Order Code RS21851
Updated December 7, 2005
CRS Report for Congress
Received through the CRS Web
Privacy Protection: Mandating New
Arrangements to Implement and Assess
Federal Privacy Policy and Practice
Harold C. Relyea
Specialist in American National Government
Government and Finance Division
Summary
When Congress enacted the Privacy Act of 1974, it established a temporary
national study commission to conduct a comprehensive assessment of privacy policy and
practice. While the panel subsequently produced a landmark July 1977 report, its
recommendations were not legislatively implemented. Nonetheless, interest in creating
new arrangements for better implementing and assessing federal privacy policies and
practices continued, as the recent establishment of a Privacy and Civil Liberties
Oversight Board and assignment of privacy officer responsibilities in certain
departments and agencies attests. This report tracks active legislative efforts (H.R.
1271, H.R. 1310, H.R. 2360, H.R. 3041, H.R. 3058, H.R. 3402) to further privacy policy
in the 109th Congress, and will be updated as events warrant.

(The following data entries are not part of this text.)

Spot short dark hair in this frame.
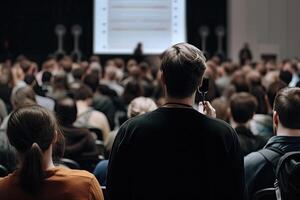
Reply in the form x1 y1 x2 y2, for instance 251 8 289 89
230 92 257 123
71 84 93 101
267 80 287 107
42 71 52 83
274 88 300 129
54 98 77 126
161 43 206 98
83 73 99 92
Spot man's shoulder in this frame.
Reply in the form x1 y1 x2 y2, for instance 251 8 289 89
122 109 235 134
244 151 267 171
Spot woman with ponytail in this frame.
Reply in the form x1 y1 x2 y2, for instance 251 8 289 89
0 106 103 200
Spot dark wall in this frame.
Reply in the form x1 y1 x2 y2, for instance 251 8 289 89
0 0 226 62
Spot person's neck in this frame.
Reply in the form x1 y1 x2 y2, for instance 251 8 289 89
276 125 300 137
43 145 55 170
230 118 250 128
76 100 89 112
166 95 195 107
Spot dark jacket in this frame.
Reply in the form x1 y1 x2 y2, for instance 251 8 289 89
235 126 267 156
107 107 245 200
244 136 300 199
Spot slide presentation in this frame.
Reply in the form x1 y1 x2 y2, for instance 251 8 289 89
93 0 186 54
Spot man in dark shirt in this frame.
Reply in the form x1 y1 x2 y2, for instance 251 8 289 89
245 88 300 199
107 43 245 200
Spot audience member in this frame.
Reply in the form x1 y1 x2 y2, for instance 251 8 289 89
72 84 110 141
55 98 99 161
0 106 104 200
94 97 157 186
230 92 266 156
107 43 244 200
245 88 300 199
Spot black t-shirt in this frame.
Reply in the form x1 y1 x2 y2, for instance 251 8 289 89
107 107 245 200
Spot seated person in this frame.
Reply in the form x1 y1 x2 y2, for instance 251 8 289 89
55 98 98 161
0 106 103 200
244 88 300 199
72 84 110 142
0 86 37 172
230 92 266 155
94 97 157 185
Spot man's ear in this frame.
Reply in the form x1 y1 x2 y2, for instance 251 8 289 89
227 108 231 119
273 110 279 128
160 71 166 85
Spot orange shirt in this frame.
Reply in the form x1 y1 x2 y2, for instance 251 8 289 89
0 167 104 200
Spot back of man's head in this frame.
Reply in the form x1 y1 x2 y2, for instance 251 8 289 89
230 92 257 124
274 88 300 129
161 43 206 98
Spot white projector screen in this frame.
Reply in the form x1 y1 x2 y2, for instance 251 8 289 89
93 0 186 54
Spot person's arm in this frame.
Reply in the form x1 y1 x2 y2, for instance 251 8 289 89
107 125 132 200
89 176 104 200
90 111 110 141
230 128 247 200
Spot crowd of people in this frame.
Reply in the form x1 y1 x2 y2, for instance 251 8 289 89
0 43 300 200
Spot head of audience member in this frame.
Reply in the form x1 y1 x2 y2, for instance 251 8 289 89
262 71 280 88
282 61 298 74
83 73 99 93
90 55 101 64
71 84 93 106
86 62 102 77
161 43 206 99
255 62 268 76
7 106 60 196
273 88 300 136
11 86 36 110
250 86 269 115
267 80 288 109
127 97 157 118
11 64 25 86
72 67 85 81
246 70 261 88
114 58 125 81
266 60 277 72
211 98 229 122
205 60 218 80
122 79 144 105
279 70 293 85
42 71 52 84
126 59 138 72
52 71 68 90
114 58 125 70
54 98 77 126
42 56 59 72
222 62 237 76
229 92 258 126
231 70 250 92
139 62 153 81
128 65 142 79
59 55 73 73
104 65 118 81
0 66 13 87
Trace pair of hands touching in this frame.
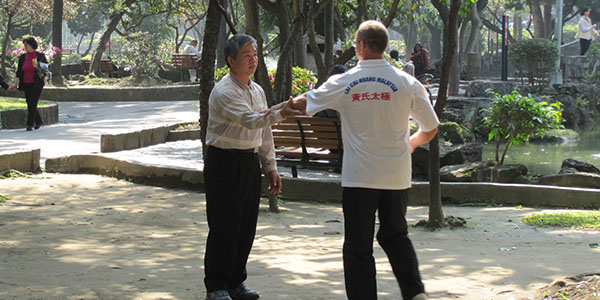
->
[264,94,306,119]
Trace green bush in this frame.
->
[483,89,562,165]
[269,67,317,97]
[508,38,558,85]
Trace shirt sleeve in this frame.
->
[211,86,283,129]
[258,127,277,173]
[306,74,346,116]
[411,80,440,132]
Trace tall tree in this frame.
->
[199,0,222,153]
[427,0,461,227]
[51,0,64,86]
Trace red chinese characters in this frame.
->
[351,92,390,102]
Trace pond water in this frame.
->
[483,128,600,175]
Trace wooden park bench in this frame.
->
[271,116,343,177]
[171,53,199,81]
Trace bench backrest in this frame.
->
[271,116,342,159]
[171,53,198,70]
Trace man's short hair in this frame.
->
[356,20,390,53]
[224,33,256,67]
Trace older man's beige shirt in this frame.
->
[206,73,283,172]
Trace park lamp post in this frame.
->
[550,0,563,84]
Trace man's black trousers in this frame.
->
[204,146,261,292]
[342,187,425,300]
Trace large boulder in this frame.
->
[466,80,518,97]
[412,143,483,178]
[535,172,600,189]
[440,160,496,182]
[529,129,579,144]
[473,164,527,183]
[560,158,600,174]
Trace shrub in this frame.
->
[508,38,558,85]
[483,89,562,165]
[269,67,317,97]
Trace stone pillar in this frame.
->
[467,52,481,80]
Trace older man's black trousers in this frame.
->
[342,187,425,300]
[204,146,261,292]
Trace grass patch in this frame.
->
[0,97,46,111]
[521,211,600,229]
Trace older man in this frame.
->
[204,34,300,300]
[293,21,439,300]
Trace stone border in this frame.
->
[46,154,600,208]
[0,149,41,172]
[100,122,200,153]
[0,102,58,129]
[0,84,200,102]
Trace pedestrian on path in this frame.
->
[14,37,48,131]
[204,34,301,300]
[293,21,439,300]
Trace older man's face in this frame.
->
[228,43,258,76]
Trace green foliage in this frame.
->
[61,53,81,65]
[0,97,46,111]
[121,32,162,77]
[508,38,558,85]
[521,211,600,229]
[483,89,562,164]
[269,67,317,97]
[215,65,229,82]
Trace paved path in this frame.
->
[0,100,199,162]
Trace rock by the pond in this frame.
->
[535,172,600,189]
[560,158,600,174]
[440,160,496,182]
[466,80,518,97]
[412,143,483,178]
[529,129,579,144]
[473,164,527,183]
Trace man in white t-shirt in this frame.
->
[293,21,439,300]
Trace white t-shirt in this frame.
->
[306,59,439,190]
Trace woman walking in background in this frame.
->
[577,7,596,55]
[15,37,48,131]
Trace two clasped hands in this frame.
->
[263,94,306,119]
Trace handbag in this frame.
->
[36,62,52,83]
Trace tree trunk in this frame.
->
[244,0,276,106]
[513,9,523,41]
[81,32,96,57]
[427,0,460,227]
[217,1,229,69]
[90,11,125,76]
[425,22,442,61]
[323,1,335,70]
[544,3,554,39]
[199,0,221,154]
[51,0,64,86]
[0,14,13,78]
[292,0,306,68]
[448,19,469,95]
[529,0,546,38]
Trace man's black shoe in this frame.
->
[229,282,260,300]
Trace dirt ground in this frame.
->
[0,173,600,300]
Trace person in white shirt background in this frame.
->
[182,40,201,82]
[577,7,597,55]
[204,34,301,300]
[292,21,439,300]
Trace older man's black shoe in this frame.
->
[229,283,260,300]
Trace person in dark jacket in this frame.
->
[15,37,48,131]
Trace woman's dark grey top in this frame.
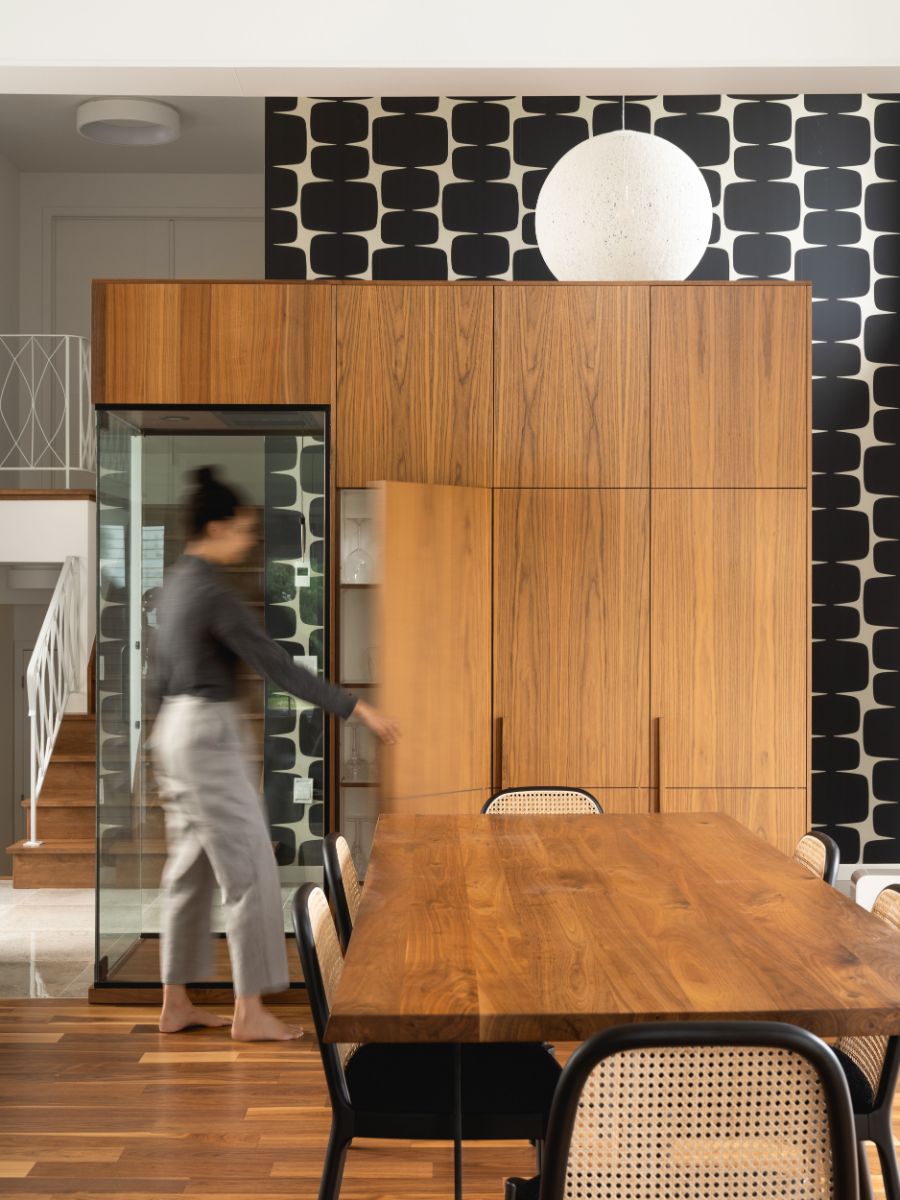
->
[150,554,356,718]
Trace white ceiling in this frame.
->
[0,95,264,174]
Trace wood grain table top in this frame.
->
[326,812,900,1042]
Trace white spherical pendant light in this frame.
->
[534,130,713,280]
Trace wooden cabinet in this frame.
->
[92,280,335,407]
[662,787,809,854]
[209,283,335,404]
[377,484,491,812]
[650,488,809,808]
[493,488,649,790]
[650,283,810,487]
[335,283,493,487]
[493,284,650,487]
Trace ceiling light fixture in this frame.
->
[76,97,181,146]
[534,97,713,280]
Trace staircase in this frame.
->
[7,714,97,888]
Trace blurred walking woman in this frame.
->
[152,467,397,1040]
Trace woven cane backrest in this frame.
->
[307,888,356,1066]
[335,838,362,924]
[838,888,900,1096]
[482,787,602,816]
[793,834,826,880]
[563,1045,836,1200]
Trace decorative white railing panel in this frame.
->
[25,558,82,846]
[0,334,96,487]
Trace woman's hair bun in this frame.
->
[193,467,216,487]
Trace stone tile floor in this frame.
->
[0,880,303,1000]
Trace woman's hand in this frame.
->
[353,700,400,746]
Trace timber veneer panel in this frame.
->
[91,280,210,406]
[92,280,335,406]
[377,484,491,812]
[660,787,810,854]
[336,283,493,487]
[493,488,649,803]
[650,283,810,487]
[209,283,335,404]
[493,284,650,487]
[650,488,809,792]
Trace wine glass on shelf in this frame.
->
[343,517,373,583]
[343,721,368,784]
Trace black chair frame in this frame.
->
[481,784,604,816]
[804,829,841,887]
[292,883,554,1200]
[322,833,353,954]
[506,1021,859,1200]
[844,878,900,1200]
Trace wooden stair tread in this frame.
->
[22,791,97,812]
[6,838,97,856]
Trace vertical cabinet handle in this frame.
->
[493,716,503,792]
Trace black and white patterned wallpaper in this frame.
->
[265,95,900,864]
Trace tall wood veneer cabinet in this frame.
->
[94,281,810,850]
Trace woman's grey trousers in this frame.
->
[152,696,288,996]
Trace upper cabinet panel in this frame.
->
[94,281,335,406]
[494,284,650,487]
[335,283,493,487]
[650,283,810,487]
[209,283,335,404]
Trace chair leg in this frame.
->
[875,1132,900,1200]
[319,1123,352,1200]
[857,1139,872,1200]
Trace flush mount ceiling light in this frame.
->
[76,97,181,146]
[534,121,713,280]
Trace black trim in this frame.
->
[322,833,355,954]
[528,1021,859,1200]
[481,784,604,816]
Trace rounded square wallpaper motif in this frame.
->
[265,95,900,863]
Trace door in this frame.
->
[335,283,493,487]
[650,283,810,487]
[493,283,650,487]
[650,488,809,796]
[378,482,491,814]
[493,488,649,811]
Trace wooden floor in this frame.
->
[0,1001,900,1200]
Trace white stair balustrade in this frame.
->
[0,334,96,487]
[25,558,82,846]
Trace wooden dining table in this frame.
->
[325,812,900,1196]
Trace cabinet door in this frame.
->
[650,488,809,787]
[94,281,335,407]
[493,488,649,800]
[378,482,491,812]
[209,283,335,404]
[650,283,810,487]
[664,787,810,854]
[335,283,493,487]
[494,284,650,487]
[91,280,212,407]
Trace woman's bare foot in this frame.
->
[160,983,232,1033]
[232,996,304,1042]
[160,1004,232,1033]
[160,983,232,1033]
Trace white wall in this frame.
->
[0,0,900,96]
[16,171,265,336]
[0,154,19,334]
[0,500,96,713]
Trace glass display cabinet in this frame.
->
[95,407,331,989]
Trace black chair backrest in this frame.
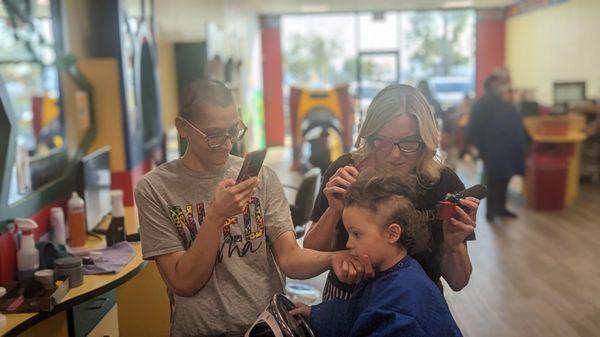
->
[292,167,321,226]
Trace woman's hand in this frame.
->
[323,166,358,212]
[290,303,310,319]
[443,197,479,249]
[210,177,259,219]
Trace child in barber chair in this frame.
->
[291,176,462,337]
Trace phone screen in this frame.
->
[236,149,267,183]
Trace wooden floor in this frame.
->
[270,150,600,337]
[446,161,600,337]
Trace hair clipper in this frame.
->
[436,184,487,220]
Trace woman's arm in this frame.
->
[303,207,342,252]
[304,166,358,251]
[440,197,479,291]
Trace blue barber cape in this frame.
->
[310,256,462,337]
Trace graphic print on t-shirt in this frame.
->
[169,197,265,262]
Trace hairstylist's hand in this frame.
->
[443,197,479,248]
[331,251,375,284]
[290,303,310,319]
[323,166,358,211]
[210,177,259,218]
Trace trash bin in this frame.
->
[527,151,568,210]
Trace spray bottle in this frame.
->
[67,192,86,247]
[14,218,40,282]
[106,190,125,247]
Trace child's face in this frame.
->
[342,206,400,270]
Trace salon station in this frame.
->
[0,0,600,337]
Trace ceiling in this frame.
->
[246,0,518,14]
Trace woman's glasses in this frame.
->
[369,137,423,153]
[183,118,248,149]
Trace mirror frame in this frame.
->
[0,0,96,235]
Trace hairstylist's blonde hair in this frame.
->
[353,84,443,185]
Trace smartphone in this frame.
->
[236,149,267,184]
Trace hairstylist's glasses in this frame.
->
[183,118,248,149]
[369,137,423,153]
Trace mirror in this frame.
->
[0,0,95,234]
[0,0,68,204]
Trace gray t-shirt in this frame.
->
[135,156,293,336]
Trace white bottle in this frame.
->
[50,207,67,245]
[15,218,40,282]
[0,287,6,328]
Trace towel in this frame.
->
[83,241,135,275]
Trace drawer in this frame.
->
[69,290,116,337]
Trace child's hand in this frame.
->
[290,303,310,319]
[332,251,375,284]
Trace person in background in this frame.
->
[467,74,527,222]
[417,80,444,119]
[290,176,462,337]
[304,84,479,300]
[135,80,363,337]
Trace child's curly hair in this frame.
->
[344,175,431,253]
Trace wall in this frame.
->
[475,9,505,96]
[155,0,264,148]
[506,0,600,104]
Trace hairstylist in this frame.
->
[304,84,479,300]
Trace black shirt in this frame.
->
[312,154,474,291]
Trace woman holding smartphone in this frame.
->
[304,84,479,300]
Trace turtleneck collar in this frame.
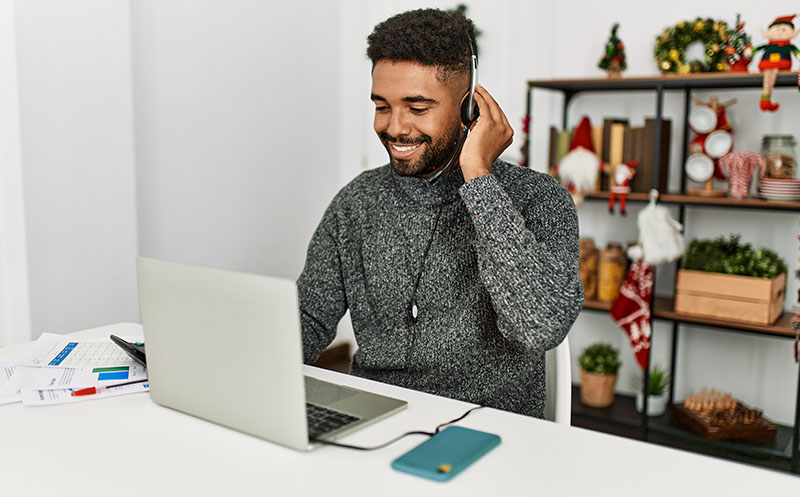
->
[386,164,464,205]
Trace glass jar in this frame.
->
[761,135,797,179]
[597,242,628,302]
[579,238,598,300]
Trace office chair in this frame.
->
[544,337,572,426]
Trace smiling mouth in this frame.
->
[389,143,420,159]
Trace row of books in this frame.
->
[548,118,672,193]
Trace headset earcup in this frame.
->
[461,97,480,127]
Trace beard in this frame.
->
[378,125,461,177]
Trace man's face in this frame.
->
[372,60,468,178]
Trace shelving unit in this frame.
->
[524,72,800,472]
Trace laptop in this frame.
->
[136,257,407,451]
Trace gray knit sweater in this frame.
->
[297,161,583,417]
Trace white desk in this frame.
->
[0,324,800,497]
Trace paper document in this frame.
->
[0,360,22,405]
[0,333,143,404]
[18,364,150,406]
[20,333,141,368]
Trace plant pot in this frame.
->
[728,58,751,72]
[636,392,667,416]
[581,370,617,407]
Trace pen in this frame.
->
[72,378,147,397]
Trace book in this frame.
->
[598,117,628,191]
[636,118,672,193]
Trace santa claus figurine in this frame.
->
[557,116,602,205]
[753,15,800,112]
[608,159,639,216]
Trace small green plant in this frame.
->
[578,342,622,375]
[683,234,787,278]
[642,364,670,395]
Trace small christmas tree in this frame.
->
[725,14,753,72]
[597,23,628,78]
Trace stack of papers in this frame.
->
[0,333,150,406]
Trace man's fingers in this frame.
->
[475,85,514,146]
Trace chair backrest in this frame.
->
[544,337,572,426]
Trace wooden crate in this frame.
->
[675,269,786,324]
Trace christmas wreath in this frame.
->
[654,17,730,74]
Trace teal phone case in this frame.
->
[392,426,500,481]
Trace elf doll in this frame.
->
[753,15,800,112]
[608,159,639,216]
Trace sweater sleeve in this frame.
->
[460,170,583,351]
[297,203,347,363]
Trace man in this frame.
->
[298,10,583,417]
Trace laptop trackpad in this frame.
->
[305,376,359,406]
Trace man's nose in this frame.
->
[386,111,411,137]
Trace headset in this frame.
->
[427,37,480,183]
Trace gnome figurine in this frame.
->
[608,159,639,216]
[558,116,602,205]
[753,15,800,112]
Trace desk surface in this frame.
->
[0,324,800,497]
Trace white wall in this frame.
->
[132,0,342,278]
[15,0,138,338]
[0,0,31,347]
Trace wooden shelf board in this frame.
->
[585,191,800,211]
[528,71,797,92]
[572,385,792,459]
[583,297,795,338]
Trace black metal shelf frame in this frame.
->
[524,73,800,472]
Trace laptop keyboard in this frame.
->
[306,402,361,440]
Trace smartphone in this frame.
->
[392,426,500,481]
[110,335,147,367]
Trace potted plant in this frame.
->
[578,342,622,407]
[636,364,670,416]
[675,234,787,324]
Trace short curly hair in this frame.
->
[367,9,477,81]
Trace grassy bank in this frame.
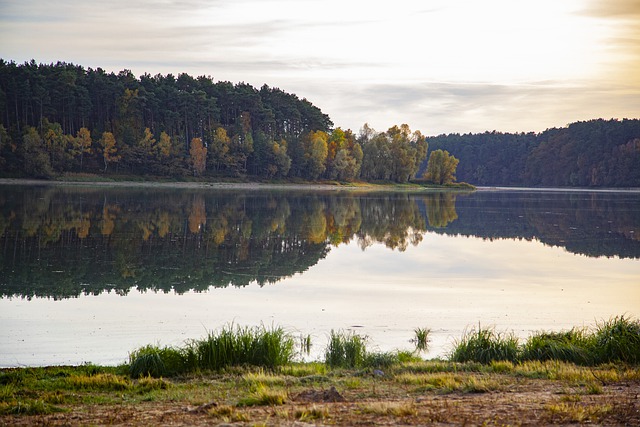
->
[0,174,475,192]
[0,316,640,425]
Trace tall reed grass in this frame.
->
[325,330,367,368]
[450,316,640,366]
[450,326,519,364]
[129,325,295,378]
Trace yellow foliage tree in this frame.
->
[189,138,207,175]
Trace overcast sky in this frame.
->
[0,0,640,135]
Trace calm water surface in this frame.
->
[0,185,640,367]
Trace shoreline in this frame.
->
[0,178,473,192]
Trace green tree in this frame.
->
[98,132,120,172]
[189,138,207,175]
[208,127,231,171]
[304,130,328,179]
[423,150,460,185]
[20,126,53,178]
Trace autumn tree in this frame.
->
[189,138,207,175]
[423,150,460,185]
[71,127,93,169]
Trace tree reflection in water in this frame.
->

An expectation of personal privacy — not being intruded upon — seemingly has
long prevailed among American citizens. By one assessment, American society, prior to
the Civil War, “had a thorough and effective set of rules with which to protect individual
and group privacy from the means of compulsory disclosure and physical surveillance
known in that era.”1 Toward the end of the 19th century, new technology — the telephone,
the microphone and dictograph recorder, and improved cameras — presented major new
challenges to privacy protection. During the closing decades of the 20th century,
extensions of these and other new technology developments — the computer, genetic
profiling, and digital surveillance — further heightened anxieties about the loss of
personal privacy. In response, Congress has legislated various privacy protections and,
on two occasions, mandated national study commissions to assist in this effort.
1 Alan F. Westin, Privacy and Freedom (New York: Atheneum, 1970), pp. 337-338.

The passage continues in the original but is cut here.